7. The method for locating a fault section of a DC line according to claim 1, wherein: The steps of obtaining the maximum deviation sequence number also include: For each sampling point, the least square method is used to fit the deviation data, and the fitted deviation data is used to replace the original deviation data; Eliminate the Nth q The data before the Nth data point and z The data after data points, where N q and N z Calculated based on the main oscillation frequency and sampling frequency; Find the deviation data after fitting from the Nth q data points to the Nth z The maximum value of the data points is obtained, the sampling number of the data point corresponding to the maximum value is recorded, and the sampling number is defined as the maximum deviation sequence number of the deviation data of the sampling point.

8. The method for locating a fault section of a DC line according to claim 7, wherein: variable N q and variable N z Calculated by the following formula: Where: f c is the sampling frequency; f is the main oscillation frequency.

9. The method for locating a fault section of a DC line according to claim 1, wherein: The fault location criterion is expressed as follows: Where: j and j+1 are sampling point numbers, j=1, 2, ..., m-1; i and i+1 are the sampling point numbers in the summation operation, i=1, 2, ..., m-1; f j and f j+1 are the main oscillation frequencies of the jth sampling point and the j+1th sampling point respectively; f i and f i+1 are the main oscillation frequencies of the jth sampling point and the j+1th sampling point respectively; X j and X j+1 are the maximum deviation numbers of the j-th sampling point and the j+1-th sampling point respectively; X i and X i+1 are the maximum deviation numbers of the j-th sampling point and the j+1-th sampling point respectively.
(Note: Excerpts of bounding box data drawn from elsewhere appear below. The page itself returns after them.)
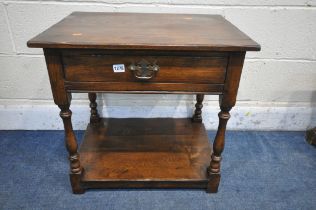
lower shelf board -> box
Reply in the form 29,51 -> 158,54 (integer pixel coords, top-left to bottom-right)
79,118 -> 211,188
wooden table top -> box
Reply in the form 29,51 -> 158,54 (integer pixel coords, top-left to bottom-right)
27,12 -> 260,51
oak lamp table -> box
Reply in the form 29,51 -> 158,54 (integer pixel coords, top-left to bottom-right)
27,12 -> 260,194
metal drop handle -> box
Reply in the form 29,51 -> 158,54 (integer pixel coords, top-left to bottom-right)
128,59 -> 160,80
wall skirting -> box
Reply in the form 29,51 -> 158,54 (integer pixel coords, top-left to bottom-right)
0,100 -> 316,131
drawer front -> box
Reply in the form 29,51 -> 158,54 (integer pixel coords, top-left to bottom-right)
63,54 -> 227,84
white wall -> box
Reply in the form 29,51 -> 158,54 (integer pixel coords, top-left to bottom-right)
0,0 -> 316,130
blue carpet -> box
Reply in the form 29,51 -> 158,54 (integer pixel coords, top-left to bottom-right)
0,131 -> 316,210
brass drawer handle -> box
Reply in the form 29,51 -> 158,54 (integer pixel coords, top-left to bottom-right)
128,59 -> 160,80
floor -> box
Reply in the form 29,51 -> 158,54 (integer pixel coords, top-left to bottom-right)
0,131 -> 316,210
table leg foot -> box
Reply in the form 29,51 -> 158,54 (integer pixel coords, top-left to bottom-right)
206,174 -> 221,193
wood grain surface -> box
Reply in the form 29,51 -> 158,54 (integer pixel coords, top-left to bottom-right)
79,118 -> 211,188
27,12 -> 260,51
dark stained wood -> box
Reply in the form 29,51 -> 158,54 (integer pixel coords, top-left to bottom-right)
88,93 -> 100,123
80,118 -> 211,189
28,12 -> 260,193
65,81 -> 224,94
207,107 -> 230,193
44,49 -> 71,105
63,54 -> 227,84
59,104 -> 84,194
28,12 -> 260,51
192,94 -> 204,122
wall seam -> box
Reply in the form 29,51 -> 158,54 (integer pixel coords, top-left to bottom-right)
3,4 -> 17,54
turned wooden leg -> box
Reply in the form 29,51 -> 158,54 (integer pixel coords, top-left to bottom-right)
192,94 -> 204,122
88,93 -> 100,123
207,107 -> 231,193
59,105 -> 84,194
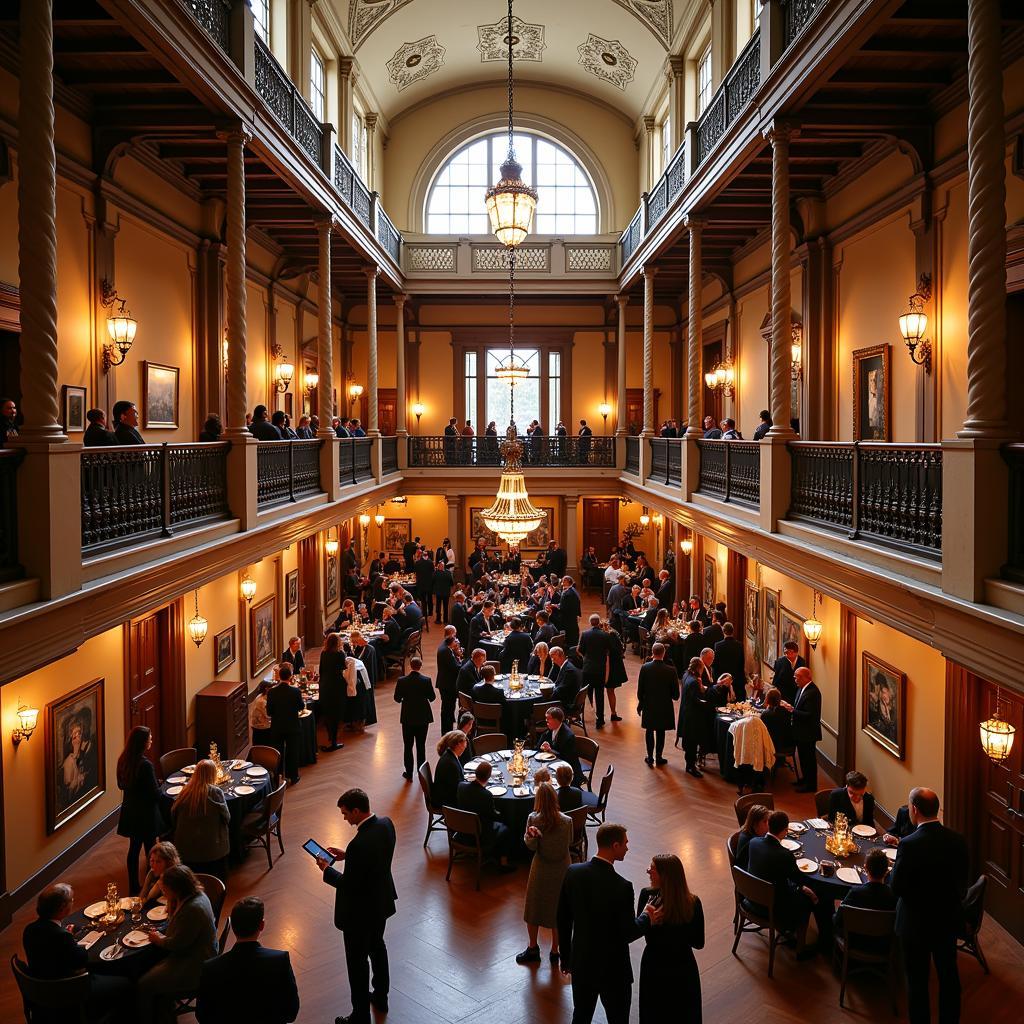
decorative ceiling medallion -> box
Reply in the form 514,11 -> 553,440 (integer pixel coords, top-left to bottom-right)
476,16 -> 548,61
577,33 -> 637,92
387,36 -> 444,92
615,0 -> 672,49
10. A DC line fault section location system, characterized in that: include: Multiple IED devices and fault section locating devices; The IED devices are configured at various sampling points on the line, including: The voltage acquisition module is used to collect voltage data at each sampling point to obtain voltage sampling data, and to collect fault voltage data within a set time after the fault moment at each sampling point; The data calculation module includes a logic operation unit, an oscillation main frequency calculation unit and a maximum deviation sequence number calculation unit, which is used to determine whether the voltage sampling data meets the voltage change criterion. If so, the oscillation main frequency and the maximum deviation sequence number are calculated based on the voltage sampling data; A communication transmission module, used to communicate with the fault section locating device, including a wireless communication interface and a wireless transmission device; The fault section locating device comprises: A communication receiving module, used to communicate with the IED device on the line, including a wireless communication interface and a wireless receiving device; The data storage module is used to store the oscillation main frequency data and maximum deviation sequence number data received by the communication, and provide them to the fault section location judgment module; Fault section location judgment module, used to determine the fault location; The result display module is used to display the fault location.